- Supreme Court of California

Argued May 30, 2000 Decided August 24, 2000
- Full case name: Marybeth Armendariz et al., Plaintiffs and Respondents, v. Foundation Health Psychcare Services, Inc., Defendant and Appellant.
- Citation(s): 24 Cal. 4th 83, 6 P.3d 669; 99 Cal. Rptr. 2d. 745

Holding
- A contract must contain both a procedural and substantiative element of unconscionability in order to be void. Court of Appeal for the First District reversed.

Court membership
- Chief Justice: Ronald M. George
- Associate Justices: Stanley Mosk, Joyce L. Kennard, Marvin R. Baxter, Janice Rogers Brown, Kathryn Werdegar, Ming Chin

Case opinions
- Majority: Mosk, joined by George, Kennard, Baxter, Werdegar
- Concurrence: Brown, joined by Chin

= Armendariz v. Foundation Health Psychcare Services, Inc. =

Armendariz v. Foundation Health Psychcare Services, Inc., 24 Cal. 4th 83, 6 P.3d 669 (2000), was a case decided by the Supreme Court of California that defined the California standard for unconscionability.

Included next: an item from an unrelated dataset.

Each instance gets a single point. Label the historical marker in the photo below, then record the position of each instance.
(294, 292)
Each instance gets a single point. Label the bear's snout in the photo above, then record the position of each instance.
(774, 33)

Two former employees of Foundation Health Psychcare Services, Inc. (now part of Health Net), Marybeth Armendariz and Dolores Olague-Rodgers, filed complaints for wrongful termination against their former employer, contending in part that the presence of certain unconscionable provisions in their employment arbitration agreement should render the entire arbitration agreement unenforceable. Foundation Health argued that if some of the provisions were unconscionable or contrary to public policy, the proper remedy would be to strike or restrict those clauses pursuant to Civil Code section 1670.5, and to enforce the rest of the arbitration agreement.

In summarising developments leading to the decision of the Supreme Court of California, Judge Stanley Mosk stated:
The trial court chose the employees' preferred solution of refusing to enforce the arbitration agreement, but the Court of Appeal sided with the employer and enforced the agreement minus the one provision it found unconscionable. We [i.e. the Supreme Court] conclude ... that the arbitration agreement is unenforceable and that therefore the Court of Appeal's judgment must be reversed.

The court required that there be both a procedural and substantive element of unconscionability for a contract to be voided.